None of the patients in our study in whom neurologic complications developed were vaccinated against influenza. Vaccination coverage in Romania was extremely low; only 2.5% of the general population were vaccinated (12). The efficacy of the 2014–15 vaccine against influenza B virus was modest, ranging from 41% in persons 15–59 years of age to 62% in persons <14 years of age, as reported by a multicenter case–control study in the population in Europe (37). Some studies support the inclusion of both lineages of influenza B virus in the vaccine to reduce illness (38), although others suggest a more cautious approach, arguing that addition of a second influenza B virus lineage leads to a modest reduction in influenza-associated outcomes (39). Recently, a hedging strategy for selection of the influenza B virus lineage included in the standard trivalent vaccine has been suggested as the most effective in terms of long-term protection rates (40).
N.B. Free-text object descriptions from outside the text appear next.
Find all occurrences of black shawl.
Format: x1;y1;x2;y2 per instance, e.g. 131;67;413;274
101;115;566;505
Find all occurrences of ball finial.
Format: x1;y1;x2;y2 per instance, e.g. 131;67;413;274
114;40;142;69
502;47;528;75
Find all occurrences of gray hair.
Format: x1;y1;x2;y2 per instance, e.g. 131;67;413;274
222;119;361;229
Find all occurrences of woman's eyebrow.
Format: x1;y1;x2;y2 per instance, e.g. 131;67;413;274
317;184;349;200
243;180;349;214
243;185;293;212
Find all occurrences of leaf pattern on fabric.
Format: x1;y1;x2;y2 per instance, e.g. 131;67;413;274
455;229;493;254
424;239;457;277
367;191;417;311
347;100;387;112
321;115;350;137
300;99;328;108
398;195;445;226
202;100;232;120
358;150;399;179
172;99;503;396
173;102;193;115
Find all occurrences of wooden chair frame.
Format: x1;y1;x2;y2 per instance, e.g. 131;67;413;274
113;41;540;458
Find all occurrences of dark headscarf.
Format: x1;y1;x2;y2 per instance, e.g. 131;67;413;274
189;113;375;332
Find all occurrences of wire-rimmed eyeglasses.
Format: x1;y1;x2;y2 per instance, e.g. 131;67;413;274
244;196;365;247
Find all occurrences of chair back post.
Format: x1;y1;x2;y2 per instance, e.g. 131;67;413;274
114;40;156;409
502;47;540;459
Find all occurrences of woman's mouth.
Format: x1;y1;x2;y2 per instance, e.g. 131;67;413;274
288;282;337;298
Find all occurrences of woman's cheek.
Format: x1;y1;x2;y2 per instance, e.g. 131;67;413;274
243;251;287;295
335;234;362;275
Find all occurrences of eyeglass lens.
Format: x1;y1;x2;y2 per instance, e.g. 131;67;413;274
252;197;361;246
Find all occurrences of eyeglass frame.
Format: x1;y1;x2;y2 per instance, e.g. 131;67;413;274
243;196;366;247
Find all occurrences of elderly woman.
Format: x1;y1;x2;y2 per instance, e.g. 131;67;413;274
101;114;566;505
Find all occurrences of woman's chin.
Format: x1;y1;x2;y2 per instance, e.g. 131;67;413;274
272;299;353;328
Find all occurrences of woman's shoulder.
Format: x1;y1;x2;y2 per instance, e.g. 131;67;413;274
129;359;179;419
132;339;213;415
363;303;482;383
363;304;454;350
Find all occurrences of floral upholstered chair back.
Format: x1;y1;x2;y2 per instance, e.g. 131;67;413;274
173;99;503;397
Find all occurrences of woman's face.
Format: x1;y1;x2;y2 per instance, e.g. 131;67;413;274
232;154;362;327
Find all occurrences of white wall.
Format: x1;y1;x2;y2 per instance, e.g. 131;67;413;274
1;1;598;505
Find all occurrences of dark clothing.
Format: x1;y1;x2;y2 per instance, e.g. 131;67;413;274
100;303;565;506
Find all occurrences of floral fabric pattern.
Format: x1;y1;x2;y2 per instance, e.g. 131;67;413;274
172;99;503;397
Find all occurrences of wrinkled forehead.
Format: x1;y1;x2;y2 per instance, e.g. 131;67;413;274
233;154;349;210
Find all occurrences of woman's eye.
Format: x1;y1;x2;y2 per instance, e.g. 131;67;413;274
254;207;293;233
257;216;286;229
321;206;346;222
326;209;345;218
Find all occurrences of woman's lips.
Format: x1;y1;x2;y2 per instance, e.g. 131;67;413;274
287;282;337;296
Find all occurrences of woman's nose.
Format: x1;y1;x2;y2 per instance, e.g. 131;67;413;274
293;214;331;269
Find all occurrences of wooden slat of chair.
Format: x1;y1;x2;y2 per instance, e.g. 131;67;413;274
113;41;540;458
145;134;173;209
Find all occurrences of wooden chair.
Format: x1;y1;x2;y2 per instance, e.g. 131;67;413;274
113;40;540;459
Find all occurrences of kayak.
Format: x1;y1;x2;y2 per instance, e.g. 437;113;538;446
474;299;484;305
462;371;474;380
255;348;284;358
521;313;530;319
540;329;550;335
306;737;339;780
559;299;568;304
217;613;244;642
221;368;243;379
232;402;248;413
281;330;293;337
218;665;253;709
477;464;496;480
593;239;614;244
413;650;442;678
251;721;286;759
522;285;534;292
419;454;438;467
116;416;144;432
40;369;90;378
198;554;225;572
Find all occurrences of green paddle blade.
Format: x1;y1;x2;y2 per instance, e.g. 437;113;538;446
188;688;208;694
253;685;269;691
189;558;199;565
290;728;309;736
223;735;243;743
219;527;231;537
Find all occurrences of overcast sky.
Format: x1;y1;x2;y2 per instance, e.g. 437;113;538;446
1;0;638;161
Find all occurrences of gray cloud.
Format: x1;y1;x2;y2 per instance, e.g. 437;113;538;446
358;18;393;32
This study had several limitations. A cluster of severe cases is not uncommon in a tertiary care facility with an ICU, which might lead to overestimation of the neurologic complication rate. Nevertheless, the hospital admissions we analyzed are representative for Romania (18,710 admissions in 2015 for a 500-bed hospital that covers the capital city of Bucharest and 8 adjacent counties in Romania; ≈3 million inhabitants). Oseltamivir was given to all patients, often with a delay after infection onset because of late presentation. Although neuraminidase inhibitors are considered more effective against influenza A viruses than influenza B viruses, the mechanisms of influenza B virus drug resistance are not well understood (41). Sequencing the isolated strains was successful for isolates from 4 of the patients. Lack of amplification for the other 3 isolates could be partially associated with low levels of nucleic acids in the clinical specimens and lower sensitivity of the amplification procedures used for sequencing than the techniques used for initial virus detection.
In conclusion, we report that influenza B virus infection can cause a severe clinical course in adults, with neurologic complications in a large number of patients. Continuous evolution of influenza viruses can give rise to virulent strains that escape the immune response, particularly when a large part of the population remains unvaccinated.
Dr. Popescu is an assistant professor in the Virology Department, Carol Davila University of Medicine and Pharmacy, Bucharest; head of the Intensive Care Unit and Infectious and Tropical Diseases Department, Dr. Victor Babes Clinical Hospital of Infectious and Tropical Diseases, Bucharest; a member of the European Society of Clinical Microbiology and Infection Study Group for Infectious Diseases of the Brain, Basel, Switzerland; and a doctoral candidate at the School of Advanced Studies of the Romanian Academy, Bucharest. Her primary research interest is virus infections of the central nervous system.
We thank Vasile Theodor for interpreting MRIs.